PWSI Icebreaker’s opening day showcases passionate play, unique support
WOODBRIDGE, Va. — For what feels like an all-too brief period of time, the players present at the Prince William Soccer, Inc. (PWSI) Icebreaker tournament in Northern Virginia play and behave like their professional heroes.
Goals are celebrated with knee-slides and index fingers pointed to the heavens, as if they have just tallied in an important English Premier League or UEFA Champions League game. Every save, shot or tackle is congratulated as if the World Cup itself is at stake.
All the while, expectant coaches and spectators implore their charges forward in seven-a-side or eight-a-side games played on a field that is the third of a size of a 11v11 regulation pitch.
As the first weekend of the PWSI Icebreaker kicked off in somewhat overcast and breezy conditions, with the afternoon sun also making an appearance at the end of a long and cold winter, it is worth remembering that those boys taking to the field are in the Under-9 to U-12 age groups.
Trophies and titles could not be further from their minds as they began a two-day period where they play a minimum of three games. But the intensity is still there as players seek bragging rights over their peers from Virginia, Maryland and destinations further afield like Pennsylvania and North Carolina.
This tournament is a useful one for preseason preparation ahead of spring leagues, with an emphasis placed on players enjoying their time on the field and experimenting with different positions rather than focusing on the number of wins they accumulate.
However, it is difficult not to be competitive in a tournament such as this, both for players and for parents, who braved the early morning elements with blankets and jackets, but shed them for 70-degree, “perfect soccer weather” in the afternoon.
Clearly, there is something in youth soccer that stirs the emotions, even at this time of year.
Just standing in the midst of one of the vast field complexes across Prince William County, Va., where the tournament is held, you are able to experience almost every emotion that comes with watching youth soccer.

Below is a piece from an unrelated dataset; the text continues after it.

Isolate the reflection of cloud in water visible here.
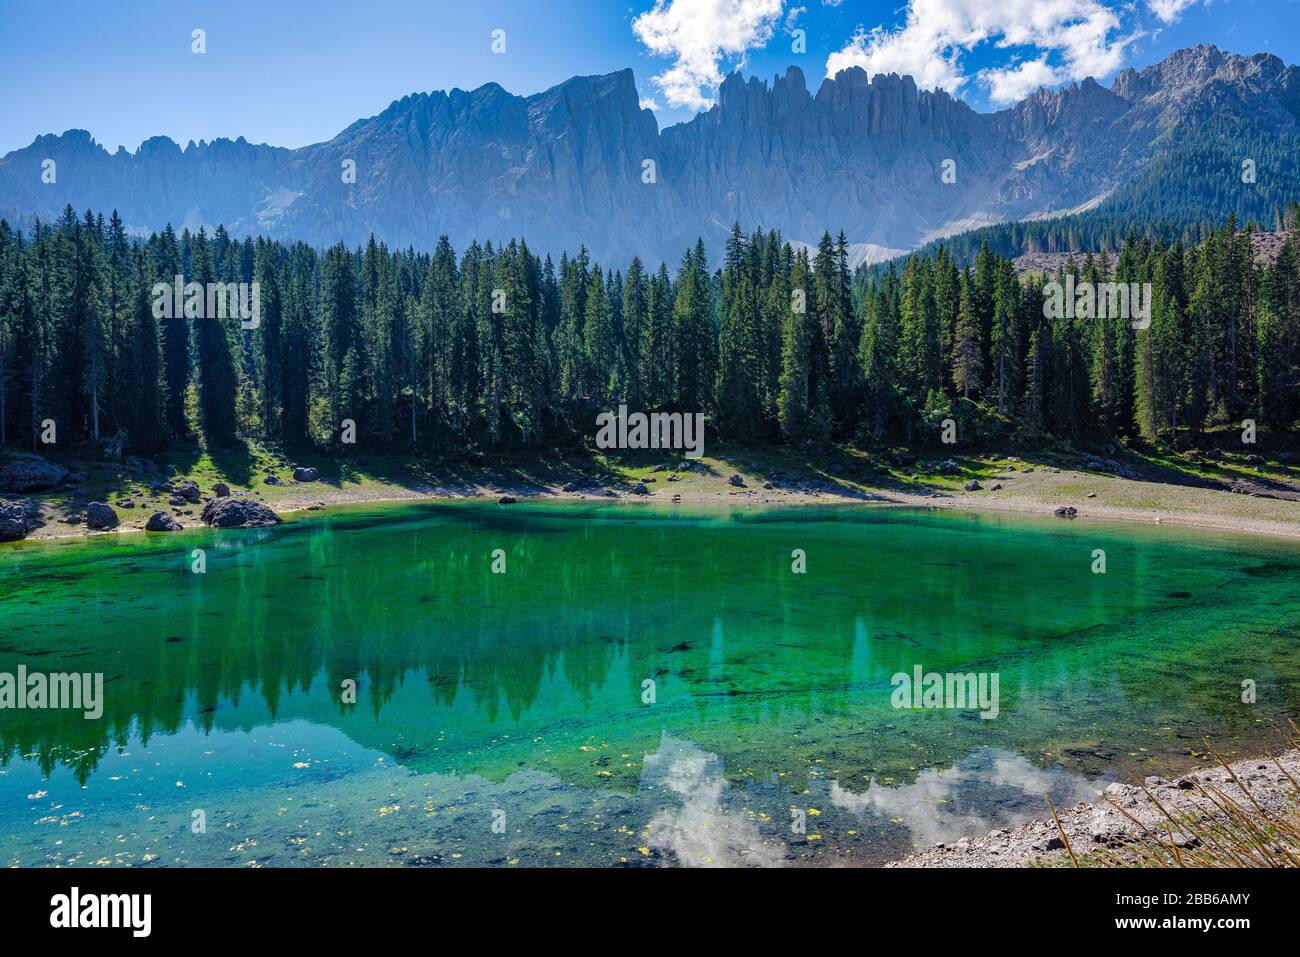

Often, you hear the cheers of triumph that accompany a goal, and then spot a young player wheeling away, thumping his chest and celebrating a superb personal moment. Then for every goal scored, there is a team that has conceded, and the disappointment is obvious on the faces of parents and players alike.
The conclusions of games bring similar reactions, as players and spectators celebrate victory or commiserate over defeat, with all emotions brought forth by the shrill whistle blown by the referee.
For some parents, the tension is too much. They set up their folding chairs around the sideline, then spend the entire match standing as close to the action as possible, living every moment on the field as if they were playing themselves.
“It’s only a game,” one parent is overheard saying at the end of a close match decided by a last-gasp winner.
On the field, it is an incredibly intense schedule for the teams on this opening day of competitions. Some start as early as 8 a.m. ET, then after their first game have a brief period of recovery before going through warm-ups for their second.
Despite the physical toll that can take, players work incredibly hard on the field, playing a close and technical game on these small-sided fields as they desperately seek the victories that are so helpful at the start of the spring season.
It’s probably for the best that most are clearly unaware of a growing number of experienced coaches at this enormous event who are more focused on the role of these games in developing players for future glory.
The games also have a competitive edge without being overtly physical, with players unafraid to go into a hard challenge or shield the ball from an opponent so it can go harmlessly out of play.
They often do this with the assured touch of a professional, clearly influenced by watching their heroes on television or YouTube. Goalkeepers bounce the ball in their hands with the intensity of D.C. United’s Bill Hamid, while outfield players ignore the cries of “Shoot!” from the sidelines when at the halfway line, and instead try to finish from close-range with a calm sidefoot.
And encouragingly to the coaches, though perhaps frustrating for the parents, many teams at every age were seen to be “playing out of the back” on purpose, even though the tactic often resulted in inviting immediate pressure on a turnover.
In players’ downtime, which is very fleeting in between games, it is also noticeable that some choose to spend time in the playground. They swing on the swings, hang from the monkey bars and throw bark at one another without a care in the world.
For relatively brief moments on the field however, they could at least pretend to be their heroes, and dream of more weekends like this in the future. And as the standard of coaching increases, it may not be too long before many of America’s U-9s are coveted across the globe with real potential to be the stars they emulate today in this growing soccer hotbed just south of the nation’s capital.